Portuguese Web Archive
The Portuguese Web Archive (PWA) is a National Foundation for Scientific Computing (FCCN) project whose main objective is to preserve the information published on the Portuguese Web.
Only 20% of the URLs still reference a valid content after 1 year (Ntoulas, 2004). That is, 8 in 10 of the pages that you added on your browser Favorites will be lost after 1 year.
The Web allows people in general to make information available to everyone without having to resort to publishers and traditional printing channels. Millions of contents such as texts, photographs and videos are published on the web every day. The amount of information that is published solely on the web has grown dramatically over the past few years. However, not long after it has been published, a large amount of this information ceases to be available online and is irrevocably lost.
If we wish future generations to have access to this information, it is important to archive and preserve what is published on the web.
The present National Foundation for Scientific Computing (FCCN) project aims to create a system for archiving Portuguese Web contents. This system will periodically collect, store and preserve the information published online.
The first stage of development began in January 2008 and is expected to finish within two years. However, the maintenance of this system and the preservation of the information that has been archived is to carry on beyond that date.
What is the Portuguese Web?
Everything hosted under the .pt domain is considered to be part of the Portuguese Web.
We aim to archive only contents hosted under the national .pt domain. However, at a later stage the project may come to include all pages written in the Portuguese language.
What is the Web Archive for?
The services provided by the Portuguese Web Archive go beyond the merely historical and cultural aspects of preserving digital information. The existence of an archive for the Portuguese Web may:
- Contribute to increase the use of Portuguese as a language of communication on the Web;
- Provide access to Portuguese contents that are of interest to scientists working in fields such as History, Sociology or Web Mining;
- Help to develop local resources for dealing with information published on the web, reducing Portugal's dependence on foreign services with regard to this issue;
- Supply evidence in court cases that require information published on the web.
The Portuguese Web Archive and other Web archives
The Internet Archive collects and archives web contents published worldwide.
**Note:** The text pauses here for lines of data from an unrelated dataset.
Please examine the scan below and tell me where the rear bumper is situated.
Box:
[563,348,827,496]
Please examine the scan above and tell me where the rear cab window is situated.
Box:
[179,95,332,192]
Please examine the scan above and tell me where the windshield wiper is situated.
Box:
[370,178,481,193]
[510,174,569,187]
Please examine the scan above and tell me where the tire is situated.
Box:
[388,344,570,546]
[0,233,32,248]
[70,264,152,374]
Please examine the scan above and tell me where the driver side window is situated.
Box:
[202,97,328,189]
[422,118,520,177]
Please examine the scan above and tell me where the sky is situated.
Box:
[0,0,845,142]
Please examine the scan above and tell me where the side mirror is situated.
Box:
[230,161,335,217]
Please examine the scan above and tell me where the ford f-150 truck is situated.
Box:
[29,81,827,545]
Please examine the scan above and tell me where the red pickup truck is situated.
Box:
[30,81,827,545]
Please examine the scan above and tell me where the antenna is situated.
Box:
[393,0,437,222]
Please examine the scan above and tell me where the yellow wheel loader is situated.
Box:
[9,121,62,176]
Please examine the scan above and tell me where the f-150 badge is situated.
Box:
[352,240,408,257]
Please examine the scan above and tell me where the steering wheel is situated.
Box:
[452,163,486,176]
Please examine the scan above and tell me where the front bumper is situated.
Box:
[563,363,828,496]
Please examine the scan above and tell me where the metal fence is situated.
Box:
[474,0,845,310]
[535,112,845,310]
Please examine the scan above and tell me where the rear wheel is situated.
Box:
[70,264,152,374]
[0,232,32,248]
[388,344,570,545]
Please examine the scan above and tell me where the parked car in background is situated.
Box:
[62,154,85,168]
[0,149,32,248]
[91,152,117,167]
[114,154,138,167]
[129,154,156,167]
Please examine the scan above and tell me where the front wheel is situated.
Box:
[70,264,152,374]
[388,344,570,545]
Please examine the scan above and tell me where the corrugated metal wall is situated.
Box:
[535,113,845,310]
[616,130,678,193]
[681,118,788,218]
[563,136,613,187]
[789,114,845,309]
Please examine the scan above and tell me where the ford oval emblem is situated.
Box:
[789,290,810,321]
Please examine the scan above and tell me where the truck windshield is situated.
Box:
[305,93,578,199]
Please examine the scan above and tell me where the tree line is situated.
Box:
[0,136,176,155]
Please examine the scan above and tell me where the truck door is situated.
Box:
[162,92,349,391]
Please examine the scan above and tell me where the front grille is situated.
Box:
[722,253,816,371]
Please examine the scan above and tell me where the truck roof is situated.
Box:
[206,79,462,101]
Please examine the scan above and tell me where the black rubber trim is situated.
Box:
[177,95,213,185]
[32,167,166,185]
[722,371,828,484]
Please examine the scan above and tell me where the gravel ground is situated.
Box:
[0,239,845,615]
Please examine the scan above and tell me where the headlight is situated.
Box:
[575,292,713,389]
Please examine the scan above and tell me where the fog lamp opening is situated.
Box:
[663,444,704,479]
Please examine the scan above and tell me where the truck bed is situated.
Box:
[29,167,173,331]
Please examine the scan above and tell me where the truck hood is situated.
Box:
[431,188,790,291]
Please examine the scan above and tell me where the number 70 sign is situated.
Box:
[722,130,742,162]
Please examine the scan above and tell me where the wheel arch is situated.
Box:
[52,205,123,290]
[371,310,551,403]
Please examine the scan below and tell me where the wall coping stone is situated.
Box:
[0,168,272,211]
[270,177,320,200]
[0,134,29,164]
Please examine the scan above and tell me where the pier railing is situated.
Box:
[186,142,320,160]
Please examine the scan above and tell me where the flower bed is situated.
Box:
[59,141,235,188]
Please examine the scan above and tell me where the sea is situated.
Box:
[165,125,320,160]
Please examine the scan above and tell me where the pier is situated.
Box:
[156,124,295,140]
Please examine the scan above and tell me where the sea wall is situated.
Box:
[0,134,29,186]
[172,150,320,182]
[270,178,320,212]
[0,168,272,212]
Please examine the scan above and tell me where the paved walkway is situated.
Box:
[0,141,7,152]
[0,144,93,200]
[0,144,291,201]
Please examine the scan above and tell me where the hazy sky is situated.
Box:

However, it is not easy for a single organization to maintain an exhaustive archive of all contents published online because these contents are always changing and many of them will have disappeared before they can be collected and archived.
Historic events of great importance, such as the Katrina Hurricane, gave rise to extraordinary efforts by the Internet Archive, so that this episode that marked the history of the United States would be as thoroughly documented as possible.
However, the preservation of documents pertaining to historic events of national importance to Portugal is not a priority for the Internet Archive.
Communities in several countries have become aware of the urgent need to preserve information of national interest that is published on the web and have given rise to formal initiatives of preserving and cataloging digital information.
A number of parallel initiatives aimed at preserving knowledge available on the web are currently underway. Despite these efforts, the large size of the web and the relatively short amount of time most contents are posted online, makes it hard to preserve most of the published information.Archiving the Web is a worldwide endeavor.
We are working to meet this need. We count on your help.